I won’t go into any more detail than this but suffice it to summarise that WCAG 2 is expected to be finalised by the end of this year. We should be looking at it now and using it in current projects. This has a different approach than WCAG 1 because now the Web has changed to include all kinds of multimedia experiences not envisioned in the original guidelines - 1999 was an epoch ago in terms of available technologies.
And, I have to admit, the thing I do like about it is that instead of providing us with rote solutions that have to be applied for problems, its written in a way that defines the expectation from the user perspective so as developers its up to us to search for new and innovative techniques that provide that accessible user experience. Under WCAG 1.0 anything not a W3C specification was bad. Under WCAG 2.0 anything not accessible is bad. Yes there will be some teething problems, and no there is never going to be a perfect document because technologies will keep changing and we’ll always be learning new things.
But its time to start using WCAG 2.0 and if you’re not learning about it now you might be late to the party.

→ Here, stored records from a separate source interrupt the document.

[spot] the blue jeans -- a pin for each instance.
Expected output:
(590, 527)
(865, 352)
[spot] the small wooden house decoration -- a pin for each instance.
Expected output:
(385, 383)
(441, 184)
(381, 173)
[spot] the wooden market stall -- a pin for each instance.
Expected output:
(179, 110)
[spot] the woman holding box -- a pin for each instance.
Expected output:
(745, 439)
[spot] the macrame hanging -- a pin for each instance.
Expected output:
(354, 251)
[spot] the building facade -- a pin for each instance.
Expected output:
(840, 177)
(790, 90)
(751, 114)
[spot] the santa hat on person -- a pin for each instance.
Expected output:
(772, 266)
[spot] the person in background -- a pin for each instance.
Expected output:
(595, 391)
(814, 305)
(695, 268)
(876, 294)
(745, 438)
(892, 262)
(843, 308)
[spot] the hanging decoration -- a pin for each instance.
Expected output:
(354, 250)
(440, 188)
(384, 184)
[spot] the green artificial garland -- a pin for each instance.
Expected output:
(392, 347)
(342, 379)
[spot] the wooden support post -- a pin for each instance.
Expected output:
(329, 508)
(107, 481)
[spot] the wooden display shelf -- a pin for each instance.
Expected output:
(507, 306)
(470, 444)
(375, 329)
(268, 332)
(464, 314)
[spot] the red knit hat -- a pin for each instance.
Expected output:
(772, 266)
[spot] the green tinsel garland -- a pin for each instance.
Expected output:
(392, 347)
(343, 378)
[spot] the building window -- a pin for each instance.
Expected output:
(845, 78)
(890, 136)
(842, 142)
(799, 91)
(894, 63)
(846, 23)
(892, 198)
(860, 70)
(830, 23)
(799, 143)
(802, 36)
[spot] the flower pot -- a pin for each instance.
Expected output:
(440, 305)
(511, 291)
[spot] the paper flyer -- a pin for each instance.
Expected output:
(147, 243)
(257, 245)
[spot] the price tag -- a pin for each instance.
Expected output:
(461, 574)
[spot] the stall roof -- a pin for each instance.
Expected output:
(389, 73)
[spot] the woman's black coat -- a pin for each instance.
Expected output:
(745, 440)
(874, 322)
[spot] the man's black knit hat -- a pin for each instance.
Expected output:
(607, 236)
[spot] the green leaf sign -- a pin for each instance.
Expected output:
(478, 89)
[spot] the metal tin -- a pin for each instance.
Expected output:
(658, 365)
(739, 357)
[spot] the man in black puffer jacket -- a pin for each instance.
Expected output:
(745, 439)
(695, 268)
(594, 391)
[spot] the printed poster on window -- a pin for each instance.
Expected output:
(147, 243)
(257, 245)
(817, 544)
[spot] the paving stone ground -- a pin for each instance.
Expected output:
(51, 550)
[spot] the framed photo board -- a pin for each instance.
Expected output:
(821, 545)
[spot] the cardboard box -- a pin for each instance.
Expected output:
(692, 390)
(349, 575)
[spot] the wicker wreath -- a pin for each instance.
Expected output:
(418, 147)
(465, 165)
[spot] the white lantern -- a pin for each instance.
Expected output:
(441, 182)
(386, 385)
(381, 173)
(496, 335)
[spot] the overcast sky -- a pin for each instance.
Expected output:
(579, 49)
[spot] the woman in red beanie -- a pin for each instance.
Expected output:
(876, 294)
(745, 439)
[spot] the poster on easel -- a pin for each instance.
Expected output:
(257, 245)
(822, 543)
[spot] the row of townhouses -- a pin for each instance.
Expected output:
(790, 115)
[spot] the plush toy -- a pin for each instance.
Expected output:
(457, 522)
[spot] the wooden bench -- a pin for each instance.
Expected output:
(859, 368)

Don’t throw out your old WCAG 1.0 though, its got some great advice. Its just not as relevant anymore, its just not the gospel according to the W3C anymore. There is life after HTML.







June 8th, 2008 at 5:24 pm
The Pickards have an excellent rundown of WCAG 2.0 in five parts.
June 10th, 2008 at 2:24 am
Thanks, Steven, for spreading the word about WCAG 2.0!

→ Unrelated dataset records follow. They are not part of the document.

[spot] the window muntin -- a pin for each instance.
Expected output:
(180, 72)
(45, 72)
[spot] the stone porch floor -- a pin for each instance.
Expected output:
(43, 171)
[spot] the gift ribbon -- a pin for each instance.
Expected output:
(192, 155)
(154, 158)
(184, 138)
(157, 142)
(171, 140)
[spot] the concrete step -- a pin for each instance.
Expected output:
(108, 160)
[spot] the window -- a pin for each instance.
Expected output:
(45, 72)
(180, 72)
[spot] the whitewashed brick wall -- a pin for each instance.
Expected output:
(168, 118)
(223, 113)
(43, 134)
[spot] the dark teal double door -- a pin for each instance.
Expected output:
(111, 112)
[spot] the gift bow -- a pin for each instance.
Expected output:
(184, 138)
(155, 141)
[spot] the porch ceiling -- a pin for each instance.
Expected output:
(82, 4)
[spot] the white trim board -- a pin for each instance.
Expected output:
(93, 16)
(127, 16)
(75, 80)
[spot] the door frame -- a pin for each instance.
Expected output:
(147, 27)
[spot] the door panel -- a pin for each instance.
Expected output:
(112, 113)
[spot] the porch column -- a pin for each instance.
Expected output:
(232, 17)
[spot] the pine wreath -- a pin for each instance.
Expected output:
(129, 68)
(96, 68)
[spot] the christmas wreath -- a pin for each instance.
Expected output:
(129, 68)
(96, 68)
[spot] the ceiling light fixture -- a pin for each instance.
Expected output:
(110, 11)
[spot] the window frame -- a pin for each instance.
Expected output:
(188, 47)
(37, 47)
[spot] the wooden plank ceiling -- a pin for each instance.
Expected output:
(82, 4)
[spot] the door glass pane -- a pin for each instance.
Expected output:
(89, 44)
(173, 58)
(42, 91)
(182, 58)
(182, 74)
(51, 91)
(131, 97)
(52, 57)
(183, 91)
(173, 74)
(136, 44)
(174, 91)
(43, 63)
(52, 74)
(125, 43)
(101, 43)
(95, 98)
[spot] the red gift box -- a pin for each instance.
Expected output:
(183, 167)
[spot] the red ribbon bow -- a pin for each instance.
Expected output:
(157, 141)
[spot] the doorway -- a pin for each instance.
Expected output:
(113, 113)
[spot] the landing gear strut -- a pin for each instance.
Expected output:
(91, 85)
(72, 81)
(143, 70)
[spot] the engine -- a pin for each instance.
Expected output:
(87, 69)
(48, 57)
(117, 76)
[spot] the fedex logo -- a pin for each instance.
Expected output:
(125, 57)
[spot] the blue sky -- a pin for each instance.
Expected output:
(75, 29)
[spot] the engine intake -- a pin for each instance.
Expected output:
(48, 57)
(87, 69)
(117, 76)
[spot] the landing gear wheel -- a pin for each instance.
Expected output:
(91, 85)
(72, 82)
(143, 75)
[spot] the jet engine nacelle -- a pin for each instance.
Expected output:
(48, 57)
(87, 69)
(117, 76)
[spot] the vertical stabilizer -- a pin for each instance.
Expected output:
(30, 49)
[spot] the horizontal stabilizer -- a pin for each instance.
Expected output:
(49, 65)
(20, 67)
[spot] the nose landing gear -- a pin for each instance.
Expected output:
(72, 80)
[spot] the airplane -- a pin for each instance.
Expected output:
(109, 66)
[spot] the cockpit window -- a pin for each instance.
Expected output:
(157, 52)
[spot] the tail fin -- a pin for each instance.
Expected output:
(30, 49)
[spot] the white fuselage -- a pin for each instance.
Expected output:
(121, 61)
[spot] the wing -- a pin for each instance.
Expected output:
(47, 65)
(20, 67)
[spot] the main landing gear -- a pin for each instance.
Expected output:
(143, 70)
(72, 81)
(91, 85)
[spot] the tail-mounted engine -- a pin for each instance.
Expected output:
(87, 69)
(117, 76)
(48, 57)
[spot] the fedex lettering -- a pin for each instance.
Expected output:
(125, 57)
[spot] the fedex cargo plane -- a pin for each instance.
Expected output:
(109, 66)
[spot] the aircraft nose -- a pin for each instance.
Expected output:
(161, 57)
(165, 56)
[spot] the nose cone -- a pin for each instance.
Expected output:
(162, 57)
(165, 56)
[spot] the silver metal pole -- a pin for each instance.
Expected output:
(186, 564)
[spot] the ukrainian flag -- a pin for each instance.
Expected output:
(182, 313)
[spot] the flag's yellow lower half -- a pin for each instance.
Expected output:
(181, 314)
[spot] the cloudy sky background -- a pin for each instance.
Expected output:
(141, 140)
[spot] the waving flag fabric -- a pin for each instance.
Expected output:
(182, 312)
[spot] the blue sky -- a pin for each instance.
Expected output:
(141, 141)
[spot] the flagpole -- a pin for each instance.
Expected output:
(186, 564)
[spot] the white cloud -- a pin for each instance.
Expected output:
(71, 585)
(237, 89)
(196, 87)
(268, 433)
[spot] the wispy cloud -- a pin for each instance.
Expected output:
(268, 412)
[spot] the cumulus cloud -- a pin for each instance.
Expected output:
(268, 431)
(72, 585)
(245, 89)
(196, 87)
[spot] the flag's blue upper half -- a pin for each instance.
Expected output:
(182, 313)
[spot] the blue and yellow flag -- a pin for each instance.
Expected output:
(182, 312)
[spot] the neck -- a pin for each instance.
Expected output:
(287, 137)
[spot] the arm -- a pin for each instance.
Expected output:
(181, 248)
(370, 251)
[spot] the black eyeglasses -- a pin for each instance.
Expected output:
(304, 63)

Suggested starting point for WCAG 2.0 is Overview of WCAG 2.0 Documents which includes links to an FAQ, “How to Meet WCAG 2.0: A customizeable quick reference…”, a mapping/comparison between WCAG 1.0 and 2.0, presentations about WCAG 2.0 and such.
We’re currently working on other short presentations, “quick tips”-like handouts, and such. We’d really appreciate feedback on existing resources, and ideas for new material, to make WCAG 2.0 easier to use and understand. wai-eo-editors@w3.org is a limited distribution, publicly-archived list. wai@w3.org goes only to WAI staff and is not publicly archived.
June 10th, 2008 at 9:58 am
Hi Shawn, thanks. Yes I think the main push that needs to be done at this point (as I’ve said from the beginning) is in the marketing to developers and organisations. I think that will be hard but its where WCAG 1.0 fell somewhat short - people who cited WGAG 1.0 often instantly outcast themselves as “taking the web too seriously” (as one public sector IT manager here said about me a few years ago, and therefore didn’t hire me).
So quick tips and handouts are a brilliant idea. Nobody (practically) reads specs or understands verbose wording so anything that can be put to a manager in ROI or other simple terms are brilliant.
And, I think, web standardistas need to be informed not to wave this one at people like the police (I guess we all go through that stage) with a black and white attitude. The key to adoption is education not abuse. Very few people adopt new ideas if they’re called an idiot, for example.
Anyway, I’m hopeful that with this retrospect marketing knowledge WCAG 2.0 will be marketed this time much more effectively. Its not that we’re overzealous as much as we’re concerned about producing quality software.
People like to think they are building quality or enhancing software. They don’t like to think they build crap.
Anyway, early morning rant in my own comments.
Thanks for dropping us more information Shawn, always useful.
June 11th, 2008 at 12:43 pm
Another good resource…
WIPA has published Migrating from WCAG 1.0 to WCAG 2.0 by Roger Hudson.